Kepemimpinan Katekis Akar Rumput (KAR): Kepemimpinan Pelayanan
(Servant  Leadership)
Kepemimpinan Yesus Kristus merupakan sebuah model kepemimpinan bagi pelayan Kristiani dan juga bagi para anggota KAR. Ada 7 kualitas kepemimpinan pelayanan yang perlu dimiliki, yaitu: kasih, kerendahan hati, mengutamakan orang lain, memiliki visi, memberikan kepercayaan, memberdayakan dan melayani. Dari ke-7 kualitas itu, di sini akan ditampilkan data hasil penelitian dari 2 kualitas yang mewakili, yakni: kasih dan kerendahan hati.
Dengan kasih yang murni dalam pelaksanaan tugas pelayanan di tengah umat, setiap anggota KAR memiliki daya untuk melakukan sesuatu yang baik. Daya itu membuat pelayanan dilaksanakan secara tulus dengan tidak mengharapkan imbalan uang. Hasil penelitian menunjukkan hampir semua responden (90,8%) mengatakan bahwa KAR melayani tanpa mengharapkan imbalan uang.

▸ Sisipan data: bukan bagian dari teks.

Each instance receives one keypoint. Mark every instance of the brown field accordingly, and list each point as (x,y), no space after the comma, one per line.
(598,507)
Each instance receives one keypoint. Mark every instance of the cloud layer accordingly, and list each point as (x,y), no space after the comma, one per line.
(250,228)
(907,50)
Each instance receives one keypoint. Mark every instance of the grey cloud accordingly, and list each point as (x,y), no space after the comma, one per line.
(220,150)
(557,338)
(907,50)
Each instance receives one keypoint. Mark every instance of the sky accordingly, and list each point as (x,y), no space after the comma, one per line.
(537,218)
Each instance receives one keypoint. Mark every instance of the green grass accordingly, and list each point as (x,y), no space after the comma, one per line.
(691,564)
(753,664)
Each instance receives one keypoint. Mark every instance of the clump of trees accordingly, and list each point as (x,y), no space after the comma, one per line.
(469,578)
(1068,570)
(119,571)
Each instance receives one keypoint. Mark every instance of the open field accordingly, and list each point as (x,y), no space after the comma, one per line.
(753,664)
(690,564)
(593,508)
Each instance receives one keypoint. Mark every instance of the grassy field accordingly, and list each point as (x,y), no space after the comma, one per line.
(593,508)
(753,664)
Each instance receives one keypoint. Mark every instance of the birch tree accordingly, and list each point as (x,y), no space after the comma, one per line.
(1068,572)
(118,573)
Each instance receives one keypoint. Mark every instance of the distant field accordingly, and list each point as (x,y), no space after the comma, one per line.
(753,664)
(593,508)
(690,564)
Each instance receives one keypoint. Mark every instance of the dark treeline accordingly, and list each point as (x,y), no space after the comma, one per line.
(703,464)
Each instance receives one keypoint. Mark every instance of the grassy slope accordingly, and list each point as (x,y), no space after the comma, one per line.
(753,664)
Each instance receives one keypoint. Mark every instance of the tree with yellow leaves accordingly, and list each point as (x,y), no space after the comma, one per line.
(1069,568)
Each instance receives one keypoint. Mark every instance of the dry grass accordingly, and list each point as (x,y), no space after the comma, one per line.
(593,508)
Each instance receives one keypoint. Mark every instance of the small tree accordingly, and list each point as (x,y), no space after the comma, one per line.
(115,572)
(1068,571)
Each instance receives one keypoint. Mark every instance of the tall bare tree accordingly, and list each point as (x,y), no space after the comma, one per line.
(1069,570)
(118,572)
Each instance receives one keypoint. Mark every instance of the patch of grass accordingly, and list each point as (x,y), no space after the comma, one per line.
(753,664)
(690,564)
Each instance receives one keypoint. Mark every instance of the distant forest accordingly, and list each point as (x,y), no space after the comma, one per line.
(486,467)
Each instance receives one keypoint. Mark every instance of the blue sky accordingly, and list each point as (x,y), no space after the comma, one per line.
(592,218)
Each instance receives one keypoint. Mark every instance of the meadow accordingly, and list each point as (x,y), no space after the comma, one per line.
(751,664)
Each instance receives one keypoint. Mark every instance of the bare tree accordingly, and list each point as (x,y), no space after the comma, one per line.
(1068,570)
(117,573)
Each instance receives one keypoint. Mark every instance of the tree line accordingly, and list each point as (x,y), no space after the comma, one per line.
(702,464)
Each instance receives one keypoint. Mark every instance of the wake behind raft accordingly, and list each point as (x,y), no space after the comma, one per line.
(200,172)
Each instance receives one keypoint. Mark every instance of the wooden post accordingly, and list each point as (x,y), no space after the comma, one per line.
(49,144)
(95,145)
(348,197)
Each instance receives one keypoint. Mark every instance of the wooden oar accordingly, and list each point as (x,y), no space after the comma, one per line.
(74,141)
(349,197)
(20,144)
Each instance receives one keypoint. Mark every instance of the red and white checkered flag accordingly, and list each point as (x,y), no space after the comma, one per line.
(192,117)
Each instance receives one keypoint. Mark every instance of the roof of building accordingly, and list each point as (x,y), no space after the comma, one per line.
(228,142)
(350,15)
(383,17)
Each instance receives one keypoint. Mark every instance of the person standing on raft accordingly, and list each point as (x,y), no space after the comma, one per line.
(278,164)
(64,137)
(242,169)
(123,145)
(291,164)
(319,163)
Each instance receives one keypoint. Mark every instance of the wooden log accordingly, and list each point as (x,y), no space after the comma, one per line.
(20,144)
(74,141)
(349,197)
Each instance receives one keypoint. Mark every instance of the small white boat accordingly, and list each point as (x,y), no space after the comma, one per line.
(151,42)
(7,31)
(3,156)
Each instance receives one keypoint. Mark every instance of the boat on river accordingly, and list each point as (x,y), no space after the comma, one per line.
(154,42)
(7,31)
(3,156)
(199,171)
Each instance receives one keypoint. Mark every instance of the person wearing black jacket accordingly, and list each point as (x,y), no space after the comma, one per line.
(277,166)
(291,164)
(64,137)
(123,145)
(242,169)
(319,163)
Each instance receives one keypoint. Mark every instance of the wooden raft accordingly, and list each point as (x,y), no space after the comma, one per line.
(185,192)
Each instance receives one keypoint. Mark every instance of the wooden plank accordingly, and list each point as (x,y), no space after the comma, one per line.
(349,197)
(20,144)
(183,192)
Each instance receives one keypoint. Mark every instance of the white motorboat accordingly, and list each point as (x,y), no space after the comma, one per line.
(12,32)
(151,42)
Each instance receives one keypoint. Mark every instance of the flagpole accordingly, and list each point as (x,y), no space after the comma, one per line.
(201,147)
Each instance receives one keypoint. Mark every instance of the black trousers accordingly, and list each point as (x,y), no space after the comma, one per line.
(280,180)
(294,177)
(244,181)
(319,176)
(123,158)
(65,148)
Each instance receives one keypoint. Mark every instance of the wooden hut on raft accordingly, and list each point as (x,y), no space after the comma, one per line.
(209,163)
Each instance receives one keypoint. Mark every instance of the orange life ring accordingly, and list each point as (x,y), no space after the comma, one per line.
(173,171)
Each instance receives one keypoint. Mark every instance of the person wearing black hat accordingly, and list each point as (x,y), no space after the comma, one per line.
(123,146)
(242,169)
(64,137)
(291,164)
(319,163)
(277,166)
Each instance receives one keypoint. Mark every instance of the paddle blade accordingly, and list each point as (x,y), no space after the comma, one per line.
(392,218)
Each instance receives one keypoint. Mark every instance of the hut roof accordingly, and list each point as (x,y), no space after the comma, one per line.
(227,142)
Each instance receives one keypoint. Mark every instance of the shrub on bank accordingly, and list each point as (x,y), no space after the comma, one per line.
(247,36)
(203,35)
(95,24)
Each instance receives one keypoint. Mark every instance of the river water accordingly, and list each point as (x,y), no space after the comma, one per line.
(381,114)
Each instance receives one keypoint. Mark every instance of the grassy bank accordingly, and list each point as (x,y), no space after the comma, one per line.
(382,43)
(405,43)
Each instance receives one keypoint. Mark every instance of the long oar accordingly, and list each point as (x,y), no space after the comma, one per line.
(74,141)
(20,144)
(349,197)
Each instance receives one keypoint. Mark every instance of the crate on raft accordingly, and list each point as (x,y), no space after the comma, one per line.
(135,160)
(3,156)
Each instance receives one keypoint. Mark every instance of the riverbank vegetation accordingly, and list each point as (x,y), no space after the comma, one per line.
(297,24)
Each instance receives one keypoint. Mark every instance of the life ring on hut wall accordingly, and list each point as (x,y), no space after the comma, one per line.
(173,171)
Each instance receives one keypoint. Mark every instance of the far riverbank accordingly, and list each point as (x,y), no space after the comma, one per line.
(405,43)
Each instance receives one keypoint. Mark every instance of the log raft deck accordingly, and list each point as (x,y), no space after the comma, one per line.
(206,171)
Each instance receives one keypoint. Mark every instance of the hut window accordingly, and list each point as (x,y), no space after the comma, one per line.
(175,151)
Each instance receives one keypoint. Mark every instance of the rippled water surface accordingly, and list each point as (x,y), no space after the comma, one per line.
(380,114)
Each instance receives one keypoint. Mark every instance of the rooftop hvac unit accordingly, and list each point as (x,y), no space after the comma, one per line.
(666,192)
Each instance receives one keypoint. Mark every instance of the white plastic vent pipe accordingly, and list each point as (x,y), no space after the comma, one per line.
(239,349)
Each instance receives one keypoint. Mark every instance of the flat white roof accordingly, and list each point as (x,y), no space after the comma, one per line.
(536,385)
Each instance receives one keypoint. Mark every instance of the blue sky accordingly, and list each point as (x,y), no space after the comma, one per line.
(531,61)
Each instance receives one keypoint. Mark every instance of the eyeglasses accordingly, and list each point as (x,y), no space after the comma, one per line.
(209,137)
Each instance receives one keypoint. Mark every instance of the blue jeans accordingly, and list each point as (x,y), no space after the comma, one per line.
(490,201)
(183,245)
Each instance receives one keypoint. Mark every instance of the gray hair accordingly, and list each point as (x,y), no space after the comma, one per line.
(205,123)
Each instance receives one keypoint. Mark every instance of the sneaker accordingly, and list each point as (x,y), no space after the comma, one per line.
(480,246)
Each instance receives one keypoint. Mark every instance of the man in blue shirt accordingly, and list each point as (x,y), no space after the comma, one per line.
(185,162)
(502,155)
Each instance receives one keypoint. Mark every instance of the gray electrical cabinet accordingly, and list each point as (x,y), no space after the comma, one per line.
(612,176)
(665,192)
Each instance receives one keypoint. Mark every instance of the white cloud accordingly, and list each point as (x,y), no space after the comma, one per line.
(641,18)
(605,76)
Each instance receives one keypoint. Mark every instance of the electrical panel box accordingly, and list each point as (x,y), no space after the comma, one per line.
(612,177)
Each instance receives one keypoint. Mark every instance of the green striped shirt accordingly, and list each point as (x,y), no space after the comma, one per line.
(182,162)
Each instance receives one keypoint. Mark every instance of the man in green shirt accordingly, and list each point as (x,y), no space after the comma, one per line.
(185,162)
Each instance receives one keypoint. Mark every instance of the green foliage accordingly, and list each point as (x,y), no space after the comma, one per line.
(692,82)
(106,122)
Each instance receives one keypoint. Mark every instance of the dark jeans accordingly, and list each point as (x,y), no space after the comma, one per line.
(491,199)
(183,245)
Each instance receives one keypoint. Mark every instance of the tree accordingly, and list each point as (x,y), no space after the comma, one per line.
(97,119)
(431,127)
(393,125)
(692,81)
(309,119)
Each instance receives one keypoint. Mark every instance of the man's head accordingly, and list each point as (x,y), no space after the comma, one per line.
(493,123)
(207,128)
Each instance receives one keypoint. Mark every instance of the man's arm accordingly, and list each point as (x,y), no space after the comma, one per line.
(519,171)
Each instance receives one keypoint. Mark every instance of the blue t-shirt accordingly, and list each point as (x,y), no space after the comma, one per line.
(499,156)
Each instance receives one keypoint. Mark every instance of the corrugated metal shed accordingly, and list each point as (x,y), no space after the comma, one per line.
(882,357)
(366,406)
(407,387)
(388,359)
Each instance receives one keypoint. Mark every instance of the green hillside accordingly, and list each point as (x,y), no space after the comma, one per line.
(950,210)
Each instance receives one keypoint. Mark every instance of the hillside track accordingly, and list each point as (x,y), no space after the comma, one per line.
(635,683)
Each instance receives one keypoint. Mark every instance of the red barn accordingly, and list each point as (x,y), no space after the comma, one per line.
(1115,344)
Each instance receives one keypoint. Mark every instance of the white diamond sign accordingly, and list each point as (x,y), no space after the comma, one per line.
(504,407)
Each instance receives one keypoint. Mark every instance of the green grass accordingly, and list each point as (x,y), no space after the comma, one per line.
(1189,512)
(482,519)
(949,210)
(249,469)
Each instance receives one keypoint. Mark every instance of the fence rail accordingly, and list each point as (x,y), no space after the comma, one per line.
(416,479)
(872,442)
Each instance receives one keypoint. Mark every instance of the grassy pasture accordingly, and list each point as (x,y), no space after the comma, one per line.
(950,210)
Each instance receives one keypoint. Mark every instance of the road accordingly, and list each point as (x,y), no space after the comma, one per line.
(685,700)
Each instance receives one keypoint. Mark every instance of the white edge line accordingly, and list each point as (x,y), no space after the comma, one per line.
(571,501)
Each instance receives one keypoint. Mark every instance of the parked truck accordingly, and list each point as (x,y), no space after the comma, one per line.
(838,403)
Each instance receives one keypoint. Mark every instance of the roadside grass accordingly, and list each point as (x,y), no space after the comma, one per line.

Jumlah tersebut cukup tinggi bila dibandingkan dengan kurang dari sepersepuluh responden (8,3%) yang mengatakan KAR kadang-kadang meminta imbalan uang atas pelayanan; dan sedikit responden yang mengatakan sering (0,8%).
Atas dasar kerendahan hati, setiap anggota KAR diharapkan tidak menjadi pemimpin yang arogan dan egois. Ia juga tidak bersikap otoriter terhadap umat, yakni orang-orang yang dipercayakan kepadanya. Kerendahan hati itu dapat dilihat melalui sikap yang tenang dan bijaksana ketika menerima kritik dari umat.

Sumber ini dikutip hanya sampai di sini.